An online list of mathematics books

A couple of days ago +James Noble posted a link on G+ to a spreadsheet on G+ that is editable publicly inviting people to contribute mathematics books.


The link to the sheet it here and so far it has 65 books on it (there is also a meta list of lists that has 8 lists of books; to which I've added these 2 previous posts: about mathed and about game theory) and a website I've put together that uses it as an underlying database (which I'll talk about below) can be found here.

I think this is a great idea!

It's completely open and anyone can add to it and also benefit from it. I've used various keywords to search and have found 1 or 2 books that I didn't know about.

Some initial analysis of the list

I decided I'd throw some python at this spreadsheet and first of took a look at the contributors. In particular how many books are individuals contributing (a link to all the python code is available here).



As you can see about 50% of people contribute more than 1 book (including yours truly).

I was also curious as to how many authors were listed:



Here however it seems rare for an author to have more than 1 book in the list. The most prolific author is J. SCOTT CARTER with 5 books.

Some very basic natural language analysis

Two fields in the data set that I have not yet mentioned are the 'Overview' field and the 'Target' field. These two allow for some free text describing what the book is about and who it is aimed at. I used the nltk python library (python really is crazy, anything and everything has a library) to take a look at the frequency of "uncommon" words in these two fields.

First of all the description of the books:



Nothing too surprising here (I should perhaps remove certain words from this frequency analysis) but it's cool to see that "History" is pretty high up, as well as "Teaching" and "Philosophy".

The final piece of analysis is the frequency of the words in the description of who the book is for:



An initial glance at this seems to indicate that the books on the list are mainly aimed at students and or/teachers.
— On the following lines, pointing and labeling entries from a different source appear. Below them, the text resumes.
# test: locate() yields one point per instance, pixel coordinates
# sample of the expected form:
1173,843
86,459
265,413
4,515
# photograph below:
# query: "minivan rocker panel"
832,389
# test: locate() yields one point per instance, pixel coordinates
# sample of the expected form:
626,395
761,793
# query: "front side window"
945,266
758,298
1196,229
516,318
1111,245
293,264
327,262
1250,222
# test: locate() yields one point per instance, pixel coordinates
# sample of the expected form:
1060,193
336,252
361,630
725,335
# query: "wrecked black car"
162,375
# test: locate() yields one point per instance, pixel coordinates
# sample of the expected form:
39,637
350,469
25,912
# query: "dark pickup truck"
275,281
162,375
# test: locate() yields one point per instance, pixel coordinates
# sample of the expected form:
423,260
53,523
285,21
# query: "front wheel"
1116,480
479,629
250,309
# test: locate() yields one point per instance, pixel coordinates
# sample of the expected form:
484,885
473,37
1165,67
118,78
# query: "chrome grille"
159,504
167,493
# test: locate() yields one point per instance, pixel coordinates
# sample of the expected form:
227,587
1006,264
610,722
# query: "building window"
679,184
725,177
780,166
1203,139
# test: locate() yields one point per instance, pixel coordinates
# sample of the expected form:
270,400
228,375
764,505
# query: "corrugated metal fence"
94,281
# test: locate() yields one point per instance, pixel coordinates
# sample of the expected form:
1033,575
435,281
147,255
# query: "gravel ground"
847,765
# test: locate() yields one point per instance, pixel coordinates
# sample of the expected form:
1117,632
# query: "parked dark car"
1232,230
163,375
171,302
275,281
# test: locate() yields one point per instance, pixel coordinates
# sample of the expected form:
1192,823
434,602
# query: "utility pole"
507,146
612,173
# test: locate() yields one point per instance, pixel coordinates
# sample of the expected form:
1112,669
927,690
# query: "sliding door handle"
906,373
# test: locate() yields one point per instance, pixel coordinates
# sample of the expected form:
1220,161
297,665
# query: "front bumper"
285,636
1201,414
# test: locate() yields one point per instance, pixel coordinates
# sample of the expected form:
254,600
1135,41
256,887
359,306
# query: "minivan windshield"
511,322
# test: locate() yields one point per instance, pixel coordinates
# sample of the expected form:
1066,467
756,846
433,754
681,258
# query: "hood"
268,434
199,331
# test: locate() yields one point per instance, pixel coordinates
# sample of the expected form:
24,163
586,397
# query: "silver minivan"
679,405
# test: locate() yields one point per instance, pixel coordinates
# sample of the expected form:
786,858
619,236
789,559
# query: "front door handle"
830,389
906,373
It would be nice I suppose to see more books for research...

A very basic static website

The other thing that the code I've put together does is write a website that is hosted using (github pages) and lists the various books (as well as gives up an up to date analysis of what you see above). The website can be found here


The website is very very basic and all static but I've scripted everything (including the download of the spreadsheet although I haven't included that on github yet) so if it's helpful and anyone wants me to update the site just let me know (give me a nudge on G+ and I even check twitter sometimes).

The github repo for all this is here. If you have any ideas for further stuff that could be done to this data set then please improve my analysis or just let me know :) It would be nice to do something slightly smarter with the nltk and also do some analysis of the links between the books (although it would probably need a bunch more books... for that to be insightful)...

A really great job by +James Noble 

I think stuff like this is really great and it's been nice chatting to James about it.


It was cool to watch the list grow (I saw James's post pretty early so go to watch people make a bunch of contributions) and it'd be nice to see it grow even more.